As many as one in five drivers are evading fines because of weaknesses in the fixed penalty system, an investigation has found.
Offenders are getting away with breaking the law because their cars are registered to a company, because officials cannot track them down or because An Post delivers the summons to the wrong address.
The findings were made by the Comptroller and Auditor General Seamus McCarthy, the state's public spending watchdog.
Mr McCarthy has called for the garda to urgently address "significant" shortcomings in the fixed penalty system to make sure it is fair and maintains public confidence.
Motorists are also able to escape fines, penalty points or court appearances by having illegible number plates or because of the wrong details on car ownership are on official systems, he found.
Garda Commissioner Martin Callinan ordered a review into the fixed charge penalty system earlier this year.
The system came under the spotlight after it emerged senior gardai were being probed for mass wiping of penalty points from driving licences.
In its investigation into the fixed penalty system, the Comptroller and Auditor General examined a sample of 300 penalty notices which were later overturned.
Mr McCarthy found there was no apparent reason for quashing the penalties in 4% of cases, while more than half of the cases were cleared for "discretionary" reasons.
The issue of Garda discretion in wiping driving offences was at the centre of controversy over the fixed penalty system.
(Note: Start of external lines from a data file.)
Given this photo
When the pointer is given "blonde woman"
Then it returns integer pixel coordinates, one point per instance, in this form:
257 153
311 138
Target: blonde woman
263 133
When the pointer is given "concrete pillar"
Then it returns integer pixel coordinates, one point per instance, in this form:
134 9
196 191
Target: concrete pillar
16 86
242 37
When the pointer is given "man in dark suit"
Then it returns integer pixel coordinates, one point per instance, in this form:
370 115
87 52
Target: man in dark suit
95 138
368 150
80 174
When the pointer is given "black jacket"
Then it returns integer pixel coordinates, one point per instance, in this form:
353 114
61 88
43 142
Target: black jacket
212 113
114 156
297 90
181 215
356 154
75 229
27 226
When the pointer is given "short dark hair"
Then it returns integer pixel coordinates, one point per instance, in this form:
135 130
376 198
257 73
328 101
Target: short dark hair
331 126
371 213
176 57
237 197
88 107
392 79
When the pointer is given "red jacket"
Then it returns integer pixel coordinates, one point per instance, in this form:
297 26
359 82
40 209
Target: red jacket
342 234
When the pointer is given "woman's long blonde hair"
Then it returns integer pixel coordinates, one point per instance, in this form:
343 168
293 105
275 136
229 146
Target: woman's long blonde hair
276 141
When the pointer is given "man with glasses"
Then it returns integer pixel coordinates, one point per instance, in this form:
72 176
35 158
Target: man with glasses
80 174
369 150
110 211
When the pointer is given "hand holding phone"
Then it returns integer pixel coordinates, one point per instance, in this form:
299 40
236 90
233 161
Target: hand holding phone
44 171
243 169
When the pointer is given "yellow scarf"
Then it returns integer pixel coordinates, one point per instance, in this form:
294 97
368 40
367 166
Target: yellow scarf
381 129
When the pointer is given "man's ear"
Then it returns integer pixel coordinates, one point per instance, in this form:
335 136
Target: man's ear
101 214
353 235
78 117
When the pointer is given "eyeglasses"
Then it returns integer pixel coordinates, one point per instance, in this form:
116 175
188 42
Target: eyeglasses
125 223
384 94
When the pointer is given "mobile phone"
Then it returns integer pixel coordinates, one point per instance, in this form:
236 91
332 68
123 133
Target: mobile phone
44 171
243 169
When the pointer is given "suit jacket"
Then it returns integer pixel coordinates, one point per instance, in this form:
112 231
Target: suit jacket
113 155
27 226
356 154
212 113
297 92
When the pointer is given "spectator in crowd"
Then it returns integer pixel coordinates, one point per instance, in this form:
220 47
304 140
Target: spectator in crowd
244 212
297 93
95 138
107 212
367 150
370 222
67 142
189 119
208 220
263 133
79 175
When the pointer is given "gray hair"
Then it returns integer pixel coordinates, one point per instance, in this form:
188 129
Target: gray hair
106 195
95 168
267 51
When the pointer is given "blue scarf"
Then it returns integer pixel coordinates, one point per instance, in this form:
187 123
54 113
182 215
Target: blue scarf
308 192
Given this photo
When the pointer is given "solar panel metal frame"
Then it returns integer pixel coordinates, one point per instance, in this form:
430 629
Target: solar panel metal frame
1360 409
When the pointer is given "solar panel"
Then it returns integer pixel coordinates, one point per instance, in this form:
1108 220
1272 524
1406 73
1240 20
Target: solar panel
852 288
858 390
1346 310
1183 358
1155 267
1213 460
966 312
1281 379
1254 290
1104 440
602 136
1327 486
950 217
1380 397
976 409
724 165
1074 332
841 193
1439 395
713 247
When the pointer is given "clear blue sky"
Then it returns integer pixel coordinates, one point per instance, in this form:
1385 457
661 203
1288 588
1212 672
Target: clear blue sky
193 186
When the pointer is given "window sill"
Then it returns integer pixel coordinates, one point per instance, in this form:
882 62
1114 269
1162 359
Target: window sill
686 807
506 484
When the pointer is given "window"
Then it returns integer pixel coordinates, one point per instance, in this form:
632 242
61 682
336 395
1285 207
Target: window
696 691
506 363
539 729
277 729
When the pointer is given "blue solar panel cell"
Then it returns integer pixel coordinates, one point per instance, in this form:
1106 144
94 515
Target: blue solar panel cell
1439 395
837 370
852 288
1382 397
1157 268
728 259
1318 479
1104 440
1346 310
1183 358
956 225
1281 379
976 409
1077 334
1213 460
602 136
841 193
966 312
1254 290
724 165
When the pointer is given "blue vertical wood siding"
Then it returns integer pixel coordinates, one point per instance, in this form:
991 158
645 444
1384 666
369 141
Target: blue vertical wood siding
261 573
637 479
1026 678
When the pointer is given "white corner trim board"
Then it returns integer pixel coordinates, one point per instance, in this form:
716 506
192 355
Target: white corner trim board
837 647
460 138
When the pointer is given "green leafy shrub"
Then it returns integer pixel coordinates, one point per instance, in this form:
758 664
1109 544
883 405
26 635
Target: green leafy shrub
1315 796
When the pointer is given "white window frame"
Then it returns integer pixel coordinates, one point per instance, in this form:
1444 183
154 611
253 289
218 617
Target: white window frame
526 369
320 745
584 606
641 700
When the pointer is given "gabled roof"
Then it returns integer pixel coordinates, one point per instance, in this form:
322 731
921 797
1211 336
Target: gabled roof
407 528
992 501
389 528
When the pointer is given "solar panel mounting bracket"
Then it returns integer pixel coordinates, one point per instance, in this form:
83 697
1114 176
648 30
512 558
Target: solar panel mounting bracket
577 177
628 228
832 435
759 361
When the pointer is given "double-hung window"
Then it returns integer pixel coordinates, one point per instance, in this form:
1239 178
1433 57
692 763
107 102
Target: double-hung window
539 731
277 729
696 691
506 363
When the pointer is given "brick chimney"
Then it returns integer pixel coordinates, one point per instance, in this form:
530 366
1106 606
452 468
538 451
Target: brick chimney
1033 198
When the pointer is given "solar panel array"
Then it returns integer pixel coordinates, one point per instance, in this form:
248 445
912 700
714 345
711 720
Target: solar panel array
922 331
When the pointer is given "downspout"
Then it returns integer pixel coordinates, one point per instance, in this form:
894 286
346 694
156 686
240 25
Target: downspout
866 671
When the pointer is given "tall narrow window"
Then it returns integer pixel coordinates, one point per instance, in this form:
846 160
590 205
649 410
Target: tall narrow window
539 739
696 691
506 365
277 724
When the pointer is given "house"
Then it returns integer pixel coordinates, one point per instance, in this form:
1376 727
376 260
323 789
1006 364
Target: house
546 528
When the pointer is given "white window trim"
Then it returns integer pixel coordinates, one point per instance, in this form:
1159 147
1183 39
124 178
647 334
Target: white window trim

The public spending watchdog found that excuses accepted by officers for overturning fines and penalty points included:
:: A lack of concentration by the driver who had other issues on his mind, such as a cow dying on his farm.
:: A speeding driver who reasoned that the road was wide and quiet at the time.
:: A motorist who claimed he was hurrying back to a farm because bees were attacking livestock.
:: A driver who was cleared for being on "urgent domestic business".
:: A motorist who was excused because they were late for a swimming lesson.
The top two stations for wiping out fines or penalty points were both in Dublin - Blanchardstown with 699 and Bridewell with 355.
The others making up the top 10 were Kevin St and Pearse St in Dublin, Ennis, Co Clare, Ballymun, Navan, Coolock in Dublin, Henry Street in Limerick, Fitzgibbon Street in Dublin and Mullingar.
In Blanchardstown, the Bridewell, Kevin St, Fitzgibbon St and Navan more than half the cases were outside their division.
The report found that in more than 300 cases penalty points should have been recorded on a driver's licence but the Garda record did not match the state's National Driver Vehicle File (NDVF).
The C&AG said there was no excuse for mismatch as the file is the official record and is updated and sent to the Garda every week.
It also found a significant number of the 3,000 notices became statute barred because of delays getting data into the Garda system from notepads and devices.
Lax use of garda notepads was also identified as an issue, with pages going missing or spoiled.
The C&AG inquiry has found a high level of unaccounted for forms used to tell drivers they face a penalty and officers not being required to account for all used or missing forms.
The commissioner has agreed to document every case were fines or points are not enforced by an officer and get reasons for spoilage.
One in nine offences dealt with by a fixed charge went unpaid but the driver did not end up in court because a summons was not served by a garda. The C&AG warned that some offenders may have worked out how to dodge a summons being served.
He called for closer links with the courts service and its case tracking to monitor cases.
The report found that senior officers with the facility to terminate cases on the fixed charge system are not restricted to doing so only for cases within their line of management, their district or unit.
The C&AG found evidence that the policy on wiping out points and fines is not being applied consistently with a "significant proportion" not satisfying the rules.
He found the high levels cannot reflect "exceptional circumstances".
The C&AG warned of his concerns that "absent and inadequate records, and recorded facts in other cases, give rise to concerns that many cases have been terminated without due cause".
The investigation found that the state is losing around 1.12 million euro every year because drivers using company cars are able to evade penalties.
Where a company owns a car, it is legally obliged to identity the driver in charge of the car at the time an offence was detected.
But many frequently respond that they do not know who was driving.
Nearly a quarter of road traffic offences involving a company car during 2011 and 2012 were quashed, the probe found. Almost half were not pursued.
The investigation showed one company had more than 200 unresolved summons issued against it.